Now that you know how to compass navigate like a pro, does it mean you’ll have to spend all your dive time staring at your compass instead of the scenery? Of course not. The best way to get somewhere with your compass is to use waypoints. If you’re heading along 150, just hold up your compass and look at the 150 in the side window, then look directly past it to the farthest really distinct underwater landmark (a large and distinctive coral, for example). Now enjoy your dive as you make your way to the previously selected waypoint- feel free to veer a little left or right if there are things you’d like to investigate more closely or photograph, etc. When you reach your waypoint, simply start over and select a new, farther waypoint, until you reach your destination. This way you can check your compass sporadically but always stay on course.


When your divemaster told you earlier in our lesson to head out along 150 to reach the reef, you were being told a heading. Heading is the name for the number. This is great info to add to your dive log notes and include on any sketched dive site maps. A “Heading from mooring line to reef = 150″ note will come in handy if you’re back at this site again. For example, all of my shore dive site maps contain a “heading to shore” note, which tells me the heading I should use to get from where I usually descend (wherever the interesting dive features are) to where I want to exit on the shore. It’s not perfect if I move far from my descent point during the dive, but even then, it’s much better than having no idea which direction the exit point is.


Finally, it might not come up often, but it bears mentioning: large iron and steel objects (like shipwrecks) can influence the magnet in your compass, causing it to point in the wrong direction. This is called deviation. If you suspect this is happening, simply move away from the object several feet, say by ascending several feet above it, and the problem should correct itself.
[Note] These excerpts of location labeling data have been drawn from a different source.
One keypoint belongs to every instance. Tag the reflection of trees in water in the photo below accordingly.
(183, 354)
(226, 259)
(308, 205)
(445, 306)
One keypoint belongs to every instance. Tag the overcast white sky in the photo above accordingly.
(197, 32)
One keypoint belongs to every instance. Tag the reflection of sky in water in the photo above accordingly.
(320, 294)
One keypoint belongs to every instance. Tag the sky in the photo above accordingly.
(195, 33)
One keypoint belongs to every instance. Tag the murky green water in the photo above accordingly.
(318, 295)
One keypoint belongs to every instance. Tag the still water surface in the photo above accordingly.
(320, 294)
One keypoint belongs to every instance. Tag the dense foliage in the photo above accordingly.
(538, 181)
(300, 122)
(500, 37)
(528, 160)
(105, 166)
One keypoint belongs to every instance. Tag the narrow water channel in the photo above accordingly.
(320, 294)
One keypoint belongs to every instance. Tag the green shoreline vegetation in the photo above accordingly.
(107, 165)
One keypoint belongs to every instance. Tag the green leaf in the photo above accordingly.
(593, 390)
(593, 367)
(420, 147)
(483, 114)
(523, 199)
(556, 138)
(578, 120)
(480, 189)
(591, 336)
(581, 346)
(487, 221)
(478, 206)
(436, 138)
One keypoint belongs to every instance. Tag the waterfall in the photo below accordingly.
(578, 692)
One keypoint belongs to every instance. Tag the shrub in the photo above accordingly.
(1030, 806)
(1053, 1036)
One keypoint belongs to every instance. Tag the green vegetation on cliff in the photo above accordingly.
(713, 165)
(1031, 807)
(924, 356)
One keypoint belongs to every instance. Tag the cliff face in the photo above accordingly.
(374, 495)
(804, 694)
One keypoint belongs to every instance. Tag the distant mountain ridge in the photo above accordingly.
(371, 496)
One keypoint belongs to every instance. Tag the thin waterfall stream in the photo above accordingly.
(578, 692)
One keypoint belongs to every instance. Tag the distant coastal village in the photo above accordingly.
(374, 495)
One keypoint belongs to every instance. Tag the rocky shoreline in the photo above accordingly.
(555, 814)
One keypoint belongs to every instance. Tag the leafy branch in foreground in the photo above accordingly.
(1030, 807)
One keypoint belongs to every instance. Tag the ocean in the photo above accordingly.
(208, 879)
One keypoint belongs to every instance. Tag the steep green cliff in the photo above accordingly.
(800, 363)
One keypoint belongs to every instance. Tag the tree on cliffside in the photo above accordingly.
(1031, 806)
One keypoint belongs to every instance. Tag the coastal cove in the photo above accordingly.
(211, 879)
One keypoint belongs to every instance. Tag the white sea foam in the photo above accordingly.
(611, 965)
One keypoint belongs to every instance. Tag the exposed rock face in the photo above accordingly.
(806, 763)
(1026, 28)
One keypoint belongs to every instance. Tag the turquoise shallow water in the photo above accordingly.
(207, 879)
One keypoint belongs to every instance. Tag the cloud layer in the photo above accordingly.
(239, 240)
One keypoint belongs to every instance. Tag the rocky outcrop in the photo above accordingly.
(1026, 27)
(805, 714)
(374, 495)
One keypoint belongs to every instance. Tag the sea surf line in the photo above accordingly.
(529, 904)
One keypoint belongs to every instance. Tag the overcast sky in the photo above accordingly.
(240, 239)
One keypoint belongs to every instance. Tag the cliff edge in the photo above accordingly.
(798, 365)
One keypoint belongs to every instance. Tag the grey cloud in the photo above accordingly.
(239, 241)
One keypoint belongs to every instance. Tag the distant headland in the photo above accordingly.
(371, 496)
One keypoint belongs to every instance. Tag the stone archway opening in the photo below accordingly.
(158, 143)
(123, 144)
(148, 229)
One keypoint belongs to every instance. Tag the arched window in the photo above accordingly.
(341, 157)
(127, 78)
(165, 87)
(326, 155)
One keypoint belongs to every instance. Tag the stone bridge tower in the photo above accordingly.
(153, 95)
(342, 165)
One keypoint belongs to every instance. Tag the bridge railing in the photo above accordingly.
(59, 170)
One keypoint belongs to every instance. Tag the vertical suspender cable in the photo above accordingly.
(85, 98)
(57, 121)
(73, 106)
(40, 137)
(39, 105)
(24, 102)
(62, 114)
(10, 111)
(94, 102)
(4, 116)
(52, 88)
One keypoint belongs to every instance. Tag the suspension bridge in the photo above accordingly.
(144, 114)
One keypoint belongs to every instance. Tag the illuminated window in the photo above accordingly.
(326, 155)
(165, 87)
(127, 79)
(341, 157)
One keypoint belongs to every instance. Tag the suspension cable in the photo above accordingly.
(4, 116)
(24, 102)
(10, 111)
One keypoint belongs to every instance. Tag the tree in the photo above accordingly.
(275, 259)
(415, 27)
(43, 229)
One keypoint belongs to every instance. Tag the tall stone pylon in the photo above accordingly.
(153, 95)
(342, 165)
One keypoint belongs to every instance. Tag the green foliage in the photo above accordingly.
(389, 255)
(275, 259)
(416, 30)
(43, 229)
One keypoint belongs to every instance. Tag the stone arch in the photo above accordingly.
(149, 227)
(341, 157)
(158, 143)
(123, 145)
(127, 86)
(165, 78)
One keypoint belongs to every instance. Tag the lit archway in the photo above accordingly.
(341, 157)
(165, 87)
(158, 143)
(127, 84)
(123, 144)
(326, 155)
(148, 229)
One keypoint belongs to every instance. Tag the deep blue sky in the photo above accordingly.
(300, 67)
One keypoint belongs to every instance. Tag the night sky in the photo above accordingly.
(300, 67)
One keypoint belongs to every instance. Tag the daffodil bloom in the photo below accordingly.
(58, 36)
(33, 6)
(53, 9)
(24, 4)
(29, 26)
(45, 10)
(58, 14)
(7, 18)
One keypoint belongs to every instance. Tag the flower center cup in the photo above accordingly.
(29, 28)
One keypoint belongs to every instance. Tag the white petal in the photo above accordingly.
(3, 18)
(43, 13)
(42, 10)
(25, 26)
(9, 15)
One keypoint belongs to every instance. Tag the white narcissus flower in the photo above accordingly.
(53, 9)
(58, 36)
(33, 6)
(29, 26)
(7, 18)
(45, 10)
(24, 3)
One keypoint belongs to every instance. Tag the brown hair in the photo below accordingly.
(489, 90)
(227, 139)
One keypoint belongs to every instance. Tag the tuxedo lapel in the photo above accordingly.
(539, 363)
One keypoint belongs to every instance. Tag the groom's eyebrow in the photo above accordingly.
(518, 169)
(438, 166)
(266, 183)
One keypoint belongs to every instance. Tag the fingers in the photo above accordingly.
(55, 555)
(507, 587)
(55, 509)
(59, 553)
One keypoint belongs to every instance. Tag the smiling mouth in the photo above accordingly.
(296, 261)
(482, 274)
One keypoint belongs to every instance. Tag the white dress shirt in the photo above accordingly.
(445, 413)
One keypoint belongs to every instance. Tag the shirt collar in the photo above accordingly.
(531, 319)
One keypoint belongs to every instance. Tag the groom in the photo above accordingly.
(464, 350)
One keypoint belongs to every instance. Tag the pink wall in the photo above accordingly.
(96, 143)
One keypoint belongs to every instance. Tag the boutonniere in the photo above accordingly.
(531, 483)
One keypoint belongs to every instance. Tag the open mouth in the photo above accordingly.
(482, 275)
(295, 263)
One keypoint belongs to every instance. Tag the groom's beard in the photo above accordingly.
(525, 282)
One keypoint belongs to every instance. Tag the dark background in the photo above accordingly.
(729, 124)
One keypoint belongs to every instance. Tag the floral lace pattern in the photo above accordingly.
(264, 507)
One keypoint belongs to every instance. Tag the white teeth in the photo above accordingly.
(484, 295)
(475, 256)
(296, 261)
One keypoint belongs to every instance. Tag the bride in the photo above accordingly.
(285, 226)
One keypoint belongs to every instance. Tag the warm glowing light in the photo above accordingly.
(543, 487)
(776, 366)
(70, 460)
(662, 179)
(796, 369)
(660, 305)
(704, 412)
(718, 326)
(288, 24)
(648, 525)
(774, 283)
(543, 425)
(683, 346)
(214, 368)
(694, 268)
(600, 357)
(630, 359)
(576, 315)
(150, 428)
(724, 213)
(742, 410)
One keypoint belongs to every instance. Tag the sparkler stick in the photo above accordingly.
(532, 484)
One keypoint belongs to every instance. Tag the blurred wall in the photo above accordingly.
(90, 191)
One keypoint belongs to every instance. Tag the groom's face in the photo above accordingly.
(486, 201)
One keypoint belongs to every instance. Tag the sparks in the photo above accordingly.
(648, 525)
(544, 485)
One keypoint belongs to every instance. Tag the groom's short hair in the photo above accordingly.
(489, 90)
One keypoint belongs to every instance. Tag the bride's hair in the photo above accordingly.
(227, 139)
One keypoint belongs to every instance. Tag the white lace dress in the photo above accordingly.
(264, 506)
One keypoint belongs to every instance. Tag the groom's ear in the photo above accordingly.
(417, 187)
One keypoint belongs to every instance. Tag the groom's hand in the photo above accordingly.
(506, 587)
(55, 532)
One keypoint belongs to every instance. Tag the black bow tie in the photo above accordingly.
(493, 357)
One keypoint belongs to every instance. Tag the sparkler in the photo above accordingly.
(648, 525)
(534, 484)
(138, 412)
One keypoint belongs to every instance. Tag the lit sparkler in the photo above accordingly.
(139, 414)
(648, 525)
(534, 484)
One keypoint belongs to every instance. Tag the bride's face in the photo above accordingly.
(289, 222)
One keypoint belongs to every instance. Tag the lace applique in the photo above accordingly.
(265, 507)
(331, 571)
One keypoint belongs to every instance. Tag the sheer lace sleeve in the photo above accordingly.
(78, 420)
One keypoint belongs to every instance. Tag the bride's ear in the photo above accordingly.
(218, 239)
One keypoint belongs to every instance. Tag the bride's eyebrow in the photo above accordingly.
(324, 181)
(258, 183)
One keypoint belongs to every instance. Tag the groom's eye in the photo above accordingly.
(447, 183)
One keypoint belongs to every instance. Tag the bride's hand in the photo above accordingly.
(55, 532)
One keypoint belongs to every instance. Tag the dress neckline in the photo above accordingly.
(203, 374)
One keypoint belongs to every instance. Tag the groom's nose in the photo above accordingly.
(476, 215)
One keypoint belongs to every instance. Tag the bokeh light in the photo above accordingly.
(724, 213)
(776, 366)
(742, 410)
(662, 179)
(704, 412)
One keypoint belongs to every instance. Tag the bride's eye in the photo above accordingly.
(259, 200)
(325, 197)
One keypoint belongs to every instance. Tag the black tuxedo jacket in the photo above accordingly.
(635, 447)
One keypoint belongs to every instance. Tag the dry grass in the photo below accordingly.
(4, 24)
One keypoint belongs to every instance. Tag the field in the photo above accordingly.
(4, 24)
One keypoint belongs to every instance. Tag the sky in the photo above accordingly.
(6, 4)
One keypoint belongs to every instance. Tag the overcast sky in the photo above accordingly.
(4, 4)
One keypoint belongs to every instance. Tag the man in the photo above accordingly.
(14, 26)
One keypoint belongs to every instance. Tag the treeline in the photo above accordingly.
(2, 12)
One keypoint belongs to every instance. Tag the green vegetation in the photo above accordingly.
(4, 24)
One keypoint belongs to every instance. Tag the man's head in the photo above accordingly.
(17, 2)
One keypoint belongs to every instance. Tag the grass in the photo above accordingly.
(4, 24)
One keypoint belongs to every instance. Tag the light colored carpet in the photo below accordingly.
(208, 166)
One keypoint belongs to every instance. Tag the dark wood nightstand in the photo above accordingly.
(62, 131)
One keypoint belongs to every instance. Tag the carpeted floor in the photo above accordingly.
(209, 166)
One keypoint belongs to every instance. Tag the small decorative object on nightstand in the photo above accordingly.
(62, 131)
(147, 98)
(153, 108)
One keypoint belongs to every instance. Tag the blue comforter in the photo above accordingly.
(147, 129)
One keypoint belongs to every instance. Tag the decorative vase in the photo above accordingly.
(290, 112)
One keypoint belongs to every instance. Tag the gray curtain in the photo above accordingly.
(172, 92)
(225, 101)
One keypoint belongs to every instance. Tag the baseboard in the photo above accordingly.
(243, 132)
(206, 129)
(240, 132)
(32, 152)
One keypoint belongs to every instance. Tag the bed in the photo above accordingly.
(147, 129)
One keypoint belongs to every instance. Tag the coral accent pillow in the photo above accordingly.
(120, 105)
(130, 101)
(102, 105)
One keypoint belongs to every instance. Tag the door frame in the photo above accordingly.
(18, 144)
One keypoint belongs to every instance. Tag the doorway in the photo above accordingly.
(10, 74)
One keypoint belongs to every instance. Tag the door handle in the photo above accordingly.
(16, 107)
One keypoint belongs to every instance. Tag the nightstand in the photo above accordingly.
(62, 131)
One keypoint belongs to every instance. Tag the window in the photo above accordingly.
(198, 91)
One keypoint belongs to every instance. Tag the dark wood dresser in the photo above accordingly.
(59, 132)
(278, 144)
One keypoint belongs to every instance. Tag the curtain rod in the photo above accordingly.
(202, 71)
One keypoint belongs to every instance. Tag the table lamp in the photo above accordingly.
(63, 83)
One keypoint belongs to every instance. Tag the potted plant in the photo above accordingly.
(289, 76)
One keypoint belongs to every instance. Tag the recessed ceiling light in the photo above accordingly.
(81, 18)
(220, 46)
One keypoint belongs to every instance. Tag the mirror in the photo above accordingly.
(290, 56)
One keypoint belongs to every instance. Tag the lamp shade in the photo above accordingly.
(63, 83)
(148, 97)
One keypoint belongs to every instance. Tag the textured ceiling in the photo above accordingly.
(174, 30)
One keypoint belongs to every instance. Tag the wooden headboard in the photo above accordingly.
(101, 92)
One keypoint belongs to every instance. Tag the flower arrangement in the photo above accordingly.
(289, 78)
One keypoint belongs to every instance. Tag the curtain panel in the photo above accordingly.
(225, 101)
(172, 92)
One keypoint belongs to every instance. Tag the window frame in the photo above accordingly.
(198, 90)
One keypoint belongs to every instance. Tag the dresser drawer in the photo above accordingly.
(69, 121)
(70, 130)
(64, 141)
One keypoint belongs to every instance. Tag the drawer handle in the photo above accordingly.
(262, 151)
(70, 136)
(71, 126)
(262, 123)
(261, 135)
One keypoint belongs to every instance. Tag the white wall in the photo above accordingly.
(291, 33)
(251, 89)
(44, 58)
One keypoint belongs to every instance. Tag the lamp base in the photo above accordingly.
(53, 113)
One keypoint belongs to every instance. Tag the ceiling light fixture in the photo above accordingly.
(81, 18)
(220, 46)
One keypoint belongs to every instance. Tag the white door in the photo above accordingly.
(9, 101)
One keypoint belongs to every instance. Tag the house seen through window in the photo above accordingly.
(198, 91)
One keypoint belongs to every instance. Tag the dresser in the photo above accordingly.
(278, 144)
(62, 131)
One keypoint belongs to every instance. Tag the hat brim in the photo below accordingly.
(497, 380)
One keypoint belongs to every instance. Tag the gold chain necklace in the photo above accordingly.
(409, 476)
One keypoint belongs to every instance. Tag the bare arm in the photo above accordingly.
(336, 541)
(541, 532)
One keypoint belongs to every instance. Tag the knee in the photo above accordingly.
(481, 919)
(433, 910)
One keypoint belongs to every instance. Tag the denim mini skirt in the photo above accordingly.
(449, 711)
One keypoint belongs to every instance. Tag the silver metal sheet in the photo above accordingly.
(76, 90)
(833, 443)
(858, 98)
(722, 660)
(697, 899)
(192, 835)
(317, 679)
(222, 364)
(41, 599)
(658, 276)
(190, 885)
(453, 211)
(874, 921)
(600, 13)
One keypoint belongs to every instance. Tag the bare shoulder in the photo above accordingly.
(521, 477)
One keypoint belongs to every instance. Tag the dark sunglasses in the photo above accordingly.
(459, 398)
Coming up soon, we’ll extend our navigation skills by talking about taking bearings at the surface, as well as natural navigation.

There are a lot of good deals out there on stand-alone compasses, and some people really like being able to keep their compass separate from their other gauges.  However, if you’re planning to buy your own regulator and gauges, or dive computer, soon, you may want to wait and save money by getting a set of gauges or a computer that has a compass already built in. I use a Tusa SCA-330 Platina compact 3 gauge console, which has a great built-in compass.